As the Lady Macbeth character in this retelling, Jade isn’t really here to be likeable, though. It’s refreshing to have a book that has this dynamic of two unlikeable sides, but one that you can side with because no matter how unlikeable someone is, they don’t deserve what happened in the opener of Foul is Fair.
The vengeance path that Jade sets upon with the aide of her coven drew me in. I had to know more not only because I wanted to know that these criminals would get what they deserved, but because Jade and the Coven’s determination and game board style of planning was fascinating.
Aesthetically, Hannah Capin captures moments when her characters are enacting their machinations so thematically that it is easy to visualize each moment in your mind. From the descriptions of St. Andrews Prep, straight out of Scotland and settled into the landscape of Los Angeles, to the late afternoon sunlight the flashes across Jade’s eyes like a scene out of The Addams Family featuring Morticia, these all layout a beautiful scene.
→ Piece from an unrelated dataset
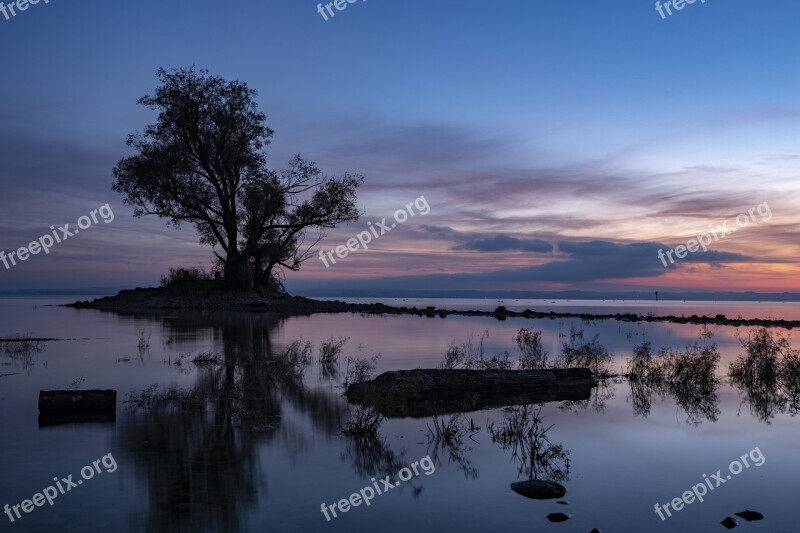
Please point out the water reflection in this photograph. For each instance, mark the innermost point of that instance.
(523, 432)
(196, 449)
Fair is Foul is a thrilling retelling of Macbeth and something entirely its own. Hannah Capin’s sophomore novel is a story of friendship, vengeance, terror, and more that will entice the reader to stay up long into the night to see what wicked thing comes next.
Hannah Capin is the author of Foul is Fair and The Dead Queens Club, a feminist retelling of the wives of Henry VIII. When she isn’t writing, she can be found singing, sailing, or pulling marathon gossip sessions with her girl squad. She lives in Tidewater, Virginia.
I received a copy of this book from the publisher in exchange for an honest review as part of a blog tour. Quotes included are from an advanced reader copy and may not reflect the finalized copy.